When Alfredo Jaar first visited the town, he noticed two things in particular: the lack of cultural platforms, and the role of the multinational paper manufacturing company Stora Enso as the town’s biggest employer. He then set out to have his project financed by Stora Enso rather than by the local council, and he managed to convince both parties to commit to the Skoghall Konsthall project.
In September 2000, the mayor could cut the ribbon to open a new art gallery – a simple but beautiful structure made entirely of paper. Locals and visitors flocked to see the gallery. Then, precisely 24 hours after the inauguration, the building was emptied of people, the fire brigade set fire to the building, and the structure was burnt to the ground. The flames ate through the paper walls with astonishing speed before the eyes of the audience, and in a short time the whole building had collapsed. The artist says of the project that he “wanted to offer a glimpse of what contemporary art is and what it can do in a community. Then by ‘disappearing’ it in such a spectacular way, I hoped to reveal its absence.”
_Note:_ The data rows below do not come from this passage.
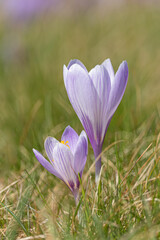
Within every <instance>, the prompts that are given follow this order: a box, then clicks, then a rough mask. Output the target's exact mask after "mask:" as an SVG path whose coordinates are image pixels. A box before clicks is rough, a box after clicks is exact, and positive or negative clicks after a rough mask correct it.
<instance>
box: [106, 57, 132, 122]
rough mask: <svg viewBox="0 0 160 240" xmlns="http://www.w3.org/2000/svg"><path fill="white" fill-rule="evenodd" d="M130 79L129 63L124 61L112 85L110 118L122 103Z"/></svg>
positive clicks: (120, 67)
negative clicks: (129, 72) (128, 74)
mask: <svg viewBox="0 0 160 240" xmlns="http://www.w3.org/2000/svg"><path fill="white" fill-rule="evenodd" d="M127 80H128V65H127V62H126V61H123V62H122V63H121V65H120V66H119V68H118V71H117V72H116V75H115V79H114V81H113V82H112V85H111V92H110V97H109V103H108V108H107V115H108V116H107V117H108V119H109V118H111V117H112V116H113V114H114V113H115V111H116V109H117V107H118V105H119V104H120V102H121V100H122V97H123V94H124V92H125V89H126V86H127Z"/></svg>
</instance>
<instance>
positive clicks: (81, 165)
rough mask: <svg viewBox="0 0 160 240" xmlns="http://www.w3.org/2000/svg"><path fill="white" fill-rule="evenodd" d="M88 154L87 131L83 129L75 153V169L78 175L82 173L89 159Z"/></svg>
mask: <svg viewBox="0 0 160 240" xmlns="http://www.w3.org/2000/svg"><path fill="white" fill-rule="evenodd" d="M87 154H88V140H87V135H86V133H85V131H82V132H81V134H80V136H79V139H78V143H77V146H76V151H75V154H74V171H75V172H76V174H77V175H78V173H80V175H82V172H83V169H84V167H85V164H86V160H87Z"/></svg>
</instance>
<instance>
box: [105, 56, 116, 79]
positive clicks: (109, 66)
mask: <svg viewBox="0 0 160 240" xmlns="http://www.w3.org/2000/svg"><path fill="white" fill-rule="evenodd" d="M102 65H103V66H104V67H105V69H106V70H107V72H108V74H109V76H110V80H111V82H112V81H114V70H113V67H112V63H111V60H110V59H109V58H108V59H106V60H105V61H104V62H103V63H102Z"/></svg>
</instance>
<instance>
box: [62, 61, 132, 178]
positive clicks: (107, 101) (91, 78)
mask: <svg viewBox="0 0 160 240" xmlns="http://www.w3.org/2000/svg"><path fill="white" fill-rule="evenodd" d="M63 77H64V83H65V87H66V90H67V94H68V97H69V100H70V102H71V104H72V106H73V108H74V110H75V112H76V114H77V116H78V117H79V119H80V121H81V123H82V125H83V127H84V129H85V131H86V133H87V135H88V137H89V140H90V142H91V145H92V148H93V151H94V155H95V159H97V161H96V163H95V168H96V169H95V175H96V182H97V181H98V178H99V173H100V169H101V158H100V157H99V158H97V157H98V156H99V154H100V153H101V151H102V145H103V141H104V137H105V134H106V132H107V129H108V126H109V123H110V121H111V119H112V117H113V114H114V113H115V111H116V109H117V107H118V105H119V104H120V101H121V99H122V97H123V94H124V91H125V89H126V85H127V80H128V66H127V62H126V61H124V62H122V63H121V65H120V66H119V68H118V71H117V72H116V74H114V70H113V67H112V64H111V61H110V59H106V60H105V61H104V62H103V63H102V64H101V65H97V66H95V67H94V68H93V69H92V70H91V71H90V72H88V71H87V69H86V67H85V66H84V65H83V64H82V63H81V62H80V61H79V60H71V61H70V63H69V65H68V66H67V67H66V66H65V65H64V68H63Z"/></svg>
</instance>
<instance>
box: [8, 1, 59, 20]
mask: <svg viewBox="0 0 160 240" xmlns="http://www.w3.org/2000/svg"><path fill="white" fill-rule="evenodd" d="M57 4H58V0H5V1H4V3H3V6H4V11H5V12H6V13H7V14H8V15H10V16H11V17H12V18H13V19H15V20H21V21H26V20H29V19H31V18H32V17H34V16H36V15H39V14H41V13H42V12H45V11H47V10H48V9H50V8H51V7H53V8H54V7H56V5H57Z"/></svg>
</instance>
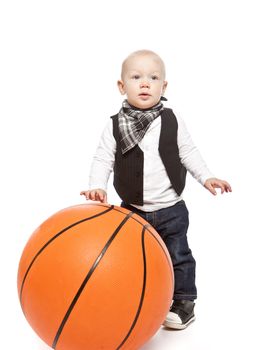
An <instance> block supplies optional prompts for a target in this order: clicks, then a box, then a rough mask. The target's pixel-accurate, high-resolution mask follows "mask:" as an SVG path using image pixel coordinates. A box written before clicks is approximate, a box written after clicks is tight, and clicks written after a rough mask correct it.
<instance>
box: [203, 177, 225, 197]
mask: <svg viewBox="0 0 261 350" xmlns="http://www.w3.org/2000/svg"><path fill="white" fill-rule="evenodd" d="M204 187H205V188H206V189H207V190H209V191H210V192H211V193H212V194H213V195H214V196H215V195H216V194H217V192H216V190H215V188H221V194H222V193H224V192H232V188H231V186H230V185H229V183H228V182H226V181H224V180H220V179H217V178H215V177H213V178H210V179H207V180H206V182H205V183H204Z"/></svg>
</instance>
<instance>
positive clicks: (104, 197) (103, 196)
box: [101, 194, 107, 203]
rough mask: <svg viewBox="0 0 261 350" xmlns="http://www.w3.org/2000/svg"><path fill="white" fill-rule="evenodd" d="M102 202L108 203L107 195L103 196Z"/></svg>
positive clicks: (101, 200)
mask: <svg viewBox="0 0 261 350" xmlns="http://www.w3.org/2000/svg"><path fill="white" fill-rule="evenodd" d="M101 202H102V203H107V195H106V194H102V196H101Z"/></svg>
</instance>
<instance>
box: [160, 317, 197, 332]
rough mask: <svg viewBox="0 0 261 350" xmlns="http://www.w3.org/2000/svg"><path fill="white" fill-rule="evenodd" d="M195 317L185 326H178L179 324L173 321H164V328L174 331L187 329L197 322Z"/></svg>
mask: <svg viewBox="0 0 261 350" xmlns="http://www.w3.org/2000/svg"><path fill="white" fill-rule="evenodd" d="M195 318H196V317H195V316H193V317H191V318H190V319H189V320H188V321H187V322H186V323H184V324H178V323H173V322H171V321H166V320H165V321H164V322H163V326H165V327H167V328H172V329H185V328H187V326H188V325H189V324H190V323H191V322H193V321H194V320H195Z"/></svg>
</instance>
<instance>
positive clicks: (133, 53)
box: [121, 50, 166, 79]
mask: <svg viewBox="0 0 261 350" xmlns="http://www.w3.org/2000/svg"><path fill="white" fill-rule="evenodd" d="M136 56H152V57H154V59H156V60H157V61H158V62H159V63H160V65H161V68H162V73H163V77H164V79H165V75H166V70H165V64H164V62H163V60H162V58H161V57H160V56H159V55H158V54H157V53H156V52H154V51H151V50H137V51H134V52H132V53H131V54H129V55H128V56H127V57H126V58H125V60H124V61H123V62H122V65H121V79H123V75H124V71H125V69H126V65H127V63H128V61H129V60H130V59H131V58H133V57H136Z"/></svg>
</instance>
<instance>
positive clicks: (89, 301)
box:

In negotiations with the municipality over the art project, it was initially proposed that the art gallery should not be burned, but simply dismantled, in order to save materials. However, the spectacular conflagration was essential to Jaar because he knew it would resonate deeper and further in the town’s collective consciousness, as well as attracting attention far beyond the town’s borders: the very effects they sought to achieve by inviting the well-known artist in the first place. What at first glance appeared destructive thus pointed to the importance of the temporary in terms of a unique moment that brought the community together and asked what was needed in the town. It also showed that in order to create cultural capital and, not least, community and common concerns, it was not enough simply to invite an international star artist like Alfredo Jaar to the town if the local commitment and political will to invest in culture was not present. With this state of shock and the revelation of the absence of cultural life in Skoghall, a movement was set in train that a single work of art, such as a sculpture, would probably not have been able to bring about.
Seven years after the ceremonial burning, Jaar was invited back to the town to design a permanent Skoghall Konsthall.